Thankfully, there’s one activity that more than made up for any previous grievances. We went Elephant Bathing.
No, it wasn’t a trick by the locals to get us to do a task that they hated (Take Part in a Local Nepalese Custom – Sweeping the Dining Hall Floor!). It should be more correctly labeled ‘Elephant Swimming’, or perhaps ‘Elephant Frolicking’.
An elephant really is a magnificent creature. If you’ve ever seen one in the zoo, you’re really not getting the whole picture.
It’s only when you get close enough to touch, hear and even smell the animals that you get a true sense of their splendor. Gigantic but gentle, immensely strong but docile, elephants radiate a calm presence; somehow you can detect a sort of wisdom behind their eyes, a feeling of peace.
We scaled the elephant’s back like attackers into a besieged castle and seated ourselves precariously above his shoulders; sitting on an elephant while he slowly rises to his feet is rather like being on a bouncy castle as it’s being pumped up.
Different parts of your body are rising at different rates, and then ‘Woah’; all of a sudden you’re atop the mightiest beast in the world and off to conquer Rome. Or so it feels like. Ahem.
Forget what I said about the elephants radiating a calm presence or gentle maturity; get them in water and they’re like bikini-clad cheer-leaders at a charity car wash, screaming and squirting water all over the place.
The elephants have a mischievous sense of fun – one minute you’re enjoying the view, the next a stream of water is being ejected into your face. It was like a scene from a Marx Brothers film – real slapstick comedy.
It really was amazing entertainment – the elephant did its best to throw us about, roll us over and dunk us into the water. I couldn’t tell who was enjoying it more; us or the elephant. The only downside was that after weeks of avoiding drinking the local water, we were now being hurled, mouths agape, into a river filled with elephant dung.

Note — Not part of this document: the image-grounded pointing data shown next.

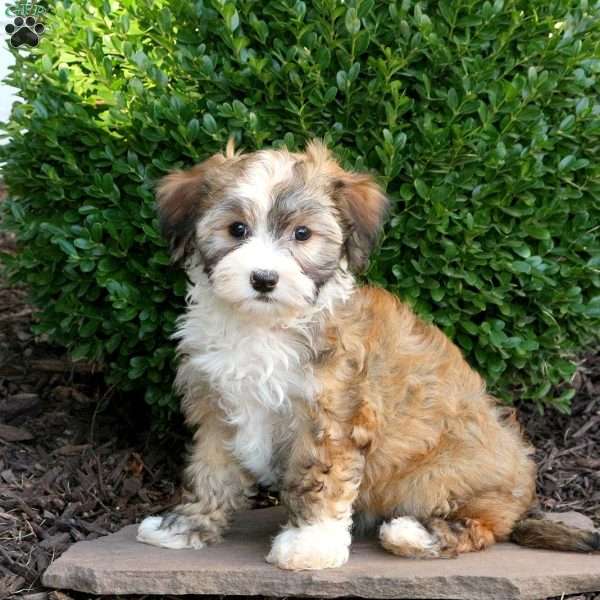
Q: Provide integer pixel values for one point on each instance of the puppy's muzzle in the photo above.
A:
(264, 281)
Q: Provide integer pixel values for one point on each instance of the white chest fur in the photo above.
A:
(258, 373)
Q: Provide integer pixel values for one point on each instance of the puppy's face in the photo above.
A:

The Chitwan National Park offers a variety of passes, but it’s best to book with a tour company or with the lodges in the middle of the park. They have several different options; from 2 days / 1 night passes to much longer. 3 days / 2 nights or 4 days / 3 nights will be enough time to see everything; bear in mind that two of the days will be spent traveling.
Which brings me nicely back to the Bhote Kosi River gorge. In actual fact, the Last Resort is an extremely well-run adventure sports facility, and anyone with reservations about safety can rest assured that the equipment is all top-notch and works fine; otherwise, I probably wouldn’t be writing this.
The actual bungee jump wasn’t quite as scary as I’d imagined. After standing on the bridge for nearly 2 hours watching people throw themselves off, I would’ve quite happily thrown myself off without the elastic.
The only truly terrifying moment is when your standing right on the edge, and by then it’s far too late to be scared because you already halfway off.
How’d you describe a bungee jump? It’s quite difficult because everything happens so fast. One minute you’re enjoying a magnificent view, the next you’re hurtling towards the ground at breakneck speed.
More like break-every-bone-in-your-body speed. And then it’s all over, and you’re left with the feeling that your stomach is still 160metres above you and that you’ve just done something amazing.
Pretty much like the rest of Nepal then.
The Last Resort is a four-hour drive out of Kathmandu, and the company organizes transport for you; a bungee jump and transport costs €65 and comes with lunch. The lunch is delicious, but if you’re part of the afternoon group, you’ll struggle to eat much. The Last Resort has a sales office in Kathmandu.
Nick Round is a freelance writer based in London who has traveled extensively around Asia and Australasia.